Methods: Eighty adult patients of either sex were randomized to receive standard doses of the two drugs orally, in a single blind manner, for 12 weeks, with follow up at 4 and 8 weeks. Effectiveness was assessed by changes in scores on the Brief Psychiatric Rating Scale (BPRS), Scale for Assessment of Positive Symptoms (SAPS), Scale for Assessment of Negative Symptoms (SANS), and physician-administered Clinical Global Impression (CGI) scale. Tolerability was assessed by treatment-emergent adverse drug reactions (ADRs).
Results: Evaluable were 39 patients on amisulpride and 38 on olanzapine. The groups were comparable at baseline with respect to demographics, illness duration and rating scores. Final BPRS score was lower for olanzapine (33.2 ± 9.44) than for amisulpride (37.7 ± 9.67). SAPS and SANS scores and CGI rating improved individually in both arms but remained comparable between groups throughout the study period, but olanzapine reduced SAPS score to a greater extent. ADRs were encountered in 67.5% and 47.5% of patients (p = 0.113) on amisulpride and olanzapine, respectively. Tremor and insomnia were more frequent with amisulpride, while olanzapine caused more weight gain and sedation. No serious ADRs occurred.

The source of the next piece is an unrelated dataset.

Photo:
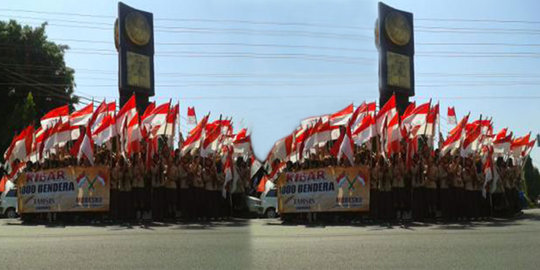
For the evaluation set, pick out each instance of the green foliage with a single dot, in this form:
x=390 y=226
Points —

Conclusions: Amisulpride, although comparable to olanzapine on some measures, did not match the improvement seen with the latter drug in BPRS and SAPS scores. Despite differences in ADR profiles, overall tolerability was satisfactory for both drugs. In Indian patients, amisulpride should therefore be an alternative to olanzapine to a limited extent, such as when weight gain and sedation are undesirable.
Acknowledgements
We are grateful to Dr Dipankar Kanjhi and Dr. Sanchari Roy, Residents, Department of Psychiatry, Bangur Institute of Neuroscience and Psychiatry, Kolkata, India, for their assistance in screening subjects for recruitment. The study was undertaken as an academic project. It was not sponsored by any pharmaceutical company or contract research organization. None of the investigators had any conflict of interest in the conduct of this trial and did not receive any remuneration for the project. The investigators, however, approached Sun Pharmaceutical Industries, Mumbai, India for donation of the study drugs and gratefully acknowledge this donation. This company markets both olanzapine and amisulpride in India, but played no role in the design and conduct of the trial or in the analysis of the results.
Declaration of interest: The authors report no conflicts of interest. The authors alone are responsible for the content and writing of the paper.